Building a massive wall along the U.S.-Mexico border will not work. It’s a political sound bite that revs up political rallies, but it ignores the day-to-day reality of life and security along the border.
A team of Star journalists this spring revisited a reporting project the Star did in 2006, when reporters and photographers traveled the roughly 2,000 miles between the U.S. and Mexico.
This time, Star reporters and photographers spent time in California, Arizona, the Tohono O’odham Nation and New Mexico in the U.S. as well as the Mexican states of Chihuahua and Sonora.
“Beyond the Wall,” a special print section in today’s paper — and digital reporting available on Tucson.com — is the result of that work.
Star journalists spoke to residents, border agents, environmentalists, ranchers, migrants and others. They sought the real story of the borderlands, not the one-dimensional picture presented by too many politicians, specifically Donald Trump, the presumptive Republican nominee for president.
What the Star found bolsters what those who understand the complex and interconnected situation along the border have long said: Building a wall the entire length of the border would be ineffective, expensive and unnecessary.
Natural barriers of mountains and water create a border of their own in rugged stretches between the U.S. and Mexico. Constructing a wall would slow down human and drug smugglers by mere minutes.
Existing barriers have negatively affected wildlife by cutting off migration routes and have separated families and bisected people’s private property.
Some things have changed in the decade between Star investigations.
The 2005 Real ID Act allows the federal government to ignore all laws that would hinder the creation of border barriers, including the Clean Water Act and the Endangered Species Act.
For example, in California, two miles east of the Pacific Ocean, the federal government topped two mesas and filled in Smuggler’s Gulch, trying to stop the flow of drugs and migrant traffic. It has helped in that, but has also created environmental concerns for nearby residents.
Changes in federal policy have made a difference, too. Migrants in the U.S. illegally who are caught are often deported to Mexico far from where they crossed. The intent is to break up smuggling networks, and keep people from being deported right across the border only to try again, and again, and again.
The number of Border Patrol agents has increased from 12,000 to 20,000 over the past 10 years, and the annual budget is now $4 billion. Sensors, cameras and other technology keeps eyes and ears on the border 24/7.
Latching on to the idea that a big wall will stop illegal immigration and drug trafficking may be appealing, but no constructed barrier will solve the problems of people overstaying their visas, the fact that most hard drugs are smuggled into the U.S. through official ports of entry or the people from Central America who willingly surrender themselves at the border.

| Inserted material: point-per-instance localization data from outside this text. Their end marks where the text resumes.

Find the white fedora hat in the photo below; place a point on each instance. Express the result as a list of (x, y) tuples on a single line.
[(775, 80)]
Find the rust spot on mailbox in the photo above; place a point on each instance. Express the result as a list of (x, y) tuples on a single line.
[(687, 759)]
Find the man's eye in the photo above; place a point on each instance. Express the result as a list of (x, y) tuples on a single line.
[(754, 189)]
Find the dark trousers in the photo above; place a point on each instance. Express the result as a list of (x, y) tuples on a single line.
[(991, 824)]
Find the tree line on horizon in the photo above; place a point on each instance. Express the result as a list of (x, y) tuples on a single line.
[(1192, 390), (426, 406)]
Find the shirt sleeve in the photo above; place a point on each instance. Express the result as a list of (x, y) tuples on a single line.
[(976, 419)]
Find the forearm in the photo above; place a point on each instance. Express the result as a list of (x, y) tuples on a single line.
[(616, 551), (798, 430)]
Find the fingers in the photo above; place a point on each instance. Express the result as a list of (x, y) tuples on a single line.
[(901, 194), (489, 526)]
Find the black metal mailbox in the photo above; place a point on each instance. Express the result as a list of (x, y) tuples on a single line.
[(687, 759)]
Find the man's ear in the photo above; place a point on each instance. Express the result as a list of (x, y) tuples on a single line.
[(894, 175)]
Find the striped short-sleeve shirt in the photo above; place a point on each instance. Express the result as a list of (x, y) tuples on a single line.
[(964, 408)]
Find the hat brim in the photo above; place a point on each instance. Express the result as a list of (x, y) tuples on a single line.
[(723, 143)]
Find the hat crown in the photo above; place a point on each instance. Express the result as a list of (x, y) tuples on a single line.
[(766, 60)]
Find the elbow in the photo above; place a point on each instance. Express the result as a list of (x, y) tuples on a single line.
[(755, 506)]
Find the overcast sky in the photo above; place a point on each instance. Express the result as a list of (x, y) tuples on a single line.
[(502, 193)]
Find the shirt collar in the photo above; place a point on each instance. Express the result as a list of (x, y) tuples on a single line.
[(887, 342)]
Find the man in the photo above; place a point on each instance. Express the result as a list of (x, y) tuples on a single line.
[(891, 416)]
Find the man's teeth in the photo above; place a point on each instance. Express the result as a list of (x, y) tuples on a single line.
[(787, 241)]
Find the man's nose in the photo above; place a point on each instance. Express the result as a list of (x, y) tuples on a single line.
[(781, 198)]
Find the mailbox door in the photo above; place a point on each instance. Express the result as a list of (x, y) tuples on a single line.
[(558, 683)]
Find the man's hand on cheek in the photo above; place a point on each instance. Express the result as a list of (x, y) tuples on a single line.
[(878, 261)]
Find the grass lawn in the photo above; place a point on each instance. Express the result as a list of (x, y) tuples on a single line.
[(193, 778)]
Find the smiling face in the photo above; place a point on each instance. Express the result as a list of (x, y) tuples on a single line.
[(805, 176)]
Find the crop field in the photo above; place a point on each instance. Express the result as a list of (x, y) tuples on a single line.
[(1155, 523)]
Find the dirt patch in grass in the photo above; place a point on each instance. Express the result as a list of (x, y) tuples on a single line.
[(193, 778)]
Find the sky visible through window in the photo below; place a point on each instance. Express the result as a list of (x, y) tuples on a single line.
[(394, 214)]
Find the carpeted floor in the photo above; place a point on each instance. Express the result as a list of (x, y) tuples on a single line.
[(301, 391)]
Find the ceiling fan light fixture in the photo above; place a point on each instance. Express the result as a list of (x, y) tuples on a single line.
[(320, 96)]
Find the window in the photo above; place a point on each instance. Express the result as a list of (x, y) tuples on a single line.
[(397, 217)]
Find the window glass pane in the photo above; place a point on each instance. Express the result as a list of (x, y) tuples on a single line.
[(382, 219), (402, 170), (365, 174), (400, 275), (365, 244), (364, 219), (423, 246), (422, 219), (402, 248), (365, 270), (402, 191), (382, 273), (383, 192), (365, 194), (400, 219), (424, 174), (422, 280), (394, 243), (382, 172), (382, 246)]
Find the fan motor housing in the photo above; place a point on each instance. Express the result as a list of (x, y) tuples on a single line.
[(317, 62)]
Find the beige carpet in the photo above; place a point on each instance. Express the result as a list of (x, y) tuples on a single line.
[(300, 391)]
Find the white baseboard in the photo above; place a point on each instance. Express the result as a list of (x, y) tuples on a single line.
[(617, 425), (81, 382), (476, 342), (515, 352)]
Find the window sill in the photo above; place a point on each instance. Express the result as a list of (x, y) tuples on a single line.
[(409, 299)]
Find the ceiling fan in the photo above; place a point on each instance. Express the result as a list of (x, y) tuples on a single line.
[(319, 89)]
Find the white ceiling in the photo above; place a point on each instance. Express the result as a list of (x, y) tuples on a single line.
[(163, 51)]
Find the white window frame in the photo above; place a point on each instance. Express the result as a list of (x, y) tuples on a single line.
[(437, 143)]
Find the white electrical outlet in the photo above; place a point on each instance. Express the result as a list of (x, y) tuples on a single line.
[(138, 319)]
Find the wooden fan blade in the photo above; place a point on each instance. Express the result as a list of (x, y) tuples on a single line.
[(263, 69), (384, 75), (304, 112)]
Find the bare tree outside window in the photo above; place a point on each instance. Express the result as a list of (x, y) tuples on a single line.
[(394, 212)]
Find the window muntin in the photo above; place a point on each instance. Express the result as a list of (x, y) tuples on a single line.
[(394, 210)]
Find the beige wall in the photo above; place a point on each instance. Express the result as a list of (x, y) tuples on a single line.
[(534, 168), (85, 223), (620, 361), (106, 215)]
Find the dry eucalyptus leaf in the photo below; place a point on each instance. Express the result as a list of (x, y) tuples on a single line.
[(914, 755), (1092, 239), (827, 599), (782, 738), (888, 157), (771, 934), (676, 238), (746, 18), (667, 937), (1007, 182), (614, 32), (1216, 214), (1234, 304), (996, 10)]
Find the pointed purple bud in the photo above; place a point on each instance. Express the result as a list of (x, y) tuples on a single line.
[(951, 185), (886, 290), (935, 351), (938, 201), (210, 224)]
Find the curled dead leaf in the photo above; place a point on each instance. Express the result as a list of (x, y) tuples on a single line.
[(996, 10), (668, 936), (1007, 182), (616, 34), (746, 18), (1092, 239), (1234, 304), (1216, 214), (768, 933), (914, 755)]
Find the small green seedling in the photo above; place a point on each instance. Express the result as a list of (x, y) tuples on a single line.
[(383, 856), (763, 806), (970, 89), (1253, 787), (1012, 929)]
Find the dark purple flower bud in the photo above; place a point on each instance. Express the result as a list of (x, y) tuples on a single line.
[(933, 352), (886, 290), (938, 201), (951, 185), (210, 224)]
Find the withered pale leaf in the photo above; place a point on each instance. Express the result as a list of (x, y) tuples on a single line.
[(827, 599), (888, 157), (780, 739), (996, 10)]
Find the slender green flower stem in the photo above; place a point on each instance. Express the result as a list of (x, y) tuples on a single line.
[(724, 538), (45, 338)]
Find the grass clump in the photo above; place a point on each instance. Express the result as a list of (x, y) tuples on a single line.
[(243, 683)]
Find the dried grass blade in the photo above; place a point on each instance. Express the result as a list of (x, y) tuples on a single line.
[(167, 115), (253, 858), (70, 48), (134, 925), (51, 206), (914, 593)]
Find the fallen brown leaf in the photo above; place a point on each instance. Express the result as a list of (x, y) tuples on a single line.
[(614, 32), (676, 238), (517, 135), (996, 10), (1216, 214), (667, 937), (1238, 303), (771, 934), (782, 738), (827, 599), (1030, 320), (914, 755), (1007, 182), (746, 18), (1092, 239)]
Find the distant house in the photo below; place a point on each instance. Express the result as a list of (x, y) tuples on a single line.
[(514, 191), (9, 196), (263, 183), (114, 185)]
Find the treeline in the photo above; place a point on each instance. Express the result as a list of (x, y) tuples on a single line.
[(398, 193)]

The concept of a do-it-all wall also obscures the only real fix – a political agreement that creates a way for people to come to the U.S. to work, and return home. Reform must also give legal status to undocumented young people brought here as children by their families, and expedite the legalization process so families aren’t separated for years while waiting for paperwork to clear.
Immigration and border security aren’t simple challenges, and no wall will solve them. Life on the U.S.-Mexico border is complicated and requires far more than political platitudes and promises.